La prudence a dominé entre autres dans ses déclarations sur l’école. Libéré par le départ d’Anne-Catherine Lyon, le Département de la formation et de la jeunesse est le seul qui soit disponible et l’élection de ce dimanche ne devrait pas déboucher sur une redistribution des portefeuilles. Cesla Amarelle a signifié qu’elle se ralliait à un renforcement de la maîtrise de classe et à la revalorisation de l’apprentissage, en se gardant bien de condamner la polémique loi scolaire (LEO), héritage de la gestion socialiste.

Déterminée et efficace

Dans toute cette continuité, on attend avec impatience de voir comment Cesla Amarelle prendra sa place au Conseil d’État. Il y a peu de doute qu’elle n’ait la volonté et la compétence d’en devenir une figure marquante, mais elle n’a pas la réputation d’être particulièrement collégiale.
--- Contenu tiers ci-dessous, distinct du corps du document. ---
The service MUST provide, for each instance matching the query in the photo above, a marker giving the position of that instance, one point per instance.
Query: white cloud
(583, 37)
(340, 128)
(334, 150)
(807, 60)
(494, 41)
Son parcours est celui d’une militante et d’une intellectuelle déterminée et efficace. Elle est née en 1973 en Uruguay. Faut-il rappeler que son prénom est l’acronyme de Communauté des Etats socialistes latino-américains? Elle est arrivée enfant à Yverdon, où elle vit toujours. A l’Université de Lausanne, elle est active à la Fédération des associations d’étudiants. C’est là qu’elle côtoie Pierre-Yves Maillard, dont elle devient proche. Philipp Müller, son mari, ancien secrétaire général du tribun socialiste, est devenu directeur administratif et financier du CHUV. Ils ont deux filles.

Professeur de droit à l’Université de Neuchâtel

Au parti socialiste, où elle s’inscrit en 1999, elle fait vite son chemin. Les camarades vaudois l’ont eu comme présidente, entre 2008 et 2012, des années heureuses pour cette formation. Elue au Conseil national en 2011, elle tient sa place. Les médias l’apprécient et réciproquement.
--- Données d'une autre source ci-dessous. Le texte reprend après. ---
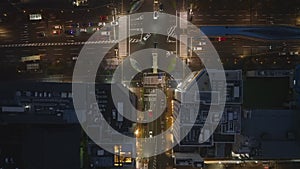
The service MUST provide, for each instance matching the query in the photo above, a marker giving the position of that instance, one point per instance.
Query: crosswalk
(58, 43)
(134, 40)
(64, 43)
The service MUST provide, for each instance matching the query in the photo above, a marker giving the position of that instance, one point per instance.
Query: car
(155, 15)
(56, 32)
(147, 36)
(101, 24)
(41, 34)
(220, 39)
(150, 133)
(197, 48)
(57, 27)
(202, 43)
Sur le plan professionnel, elle est professeur de droit à l’Université de Neuchâtel. Quelques déclarations empreintes de juridisme, comme le jour où elle a défini le peuple comme un pouvoir parmi d’autres, quelques envolées humanistes, sur l’accueil des réfugiés ou l’expulsion des étrangers criminels, ont contribué à lui donner le profil qui aurait pu lui être fatal: celui d’une idéaliste très à gauche, incarnation d’une élite mal vue par les temps qui courent. Au parlement fédéral, elle n’en a pas moins activement contribué au durcissement récent de la loi fédérale sur l’asile, pour sauver, dit-elle, l’essentiel. Dans son canton, elle a résisté aux accusations de «tueuse» et de «communiste».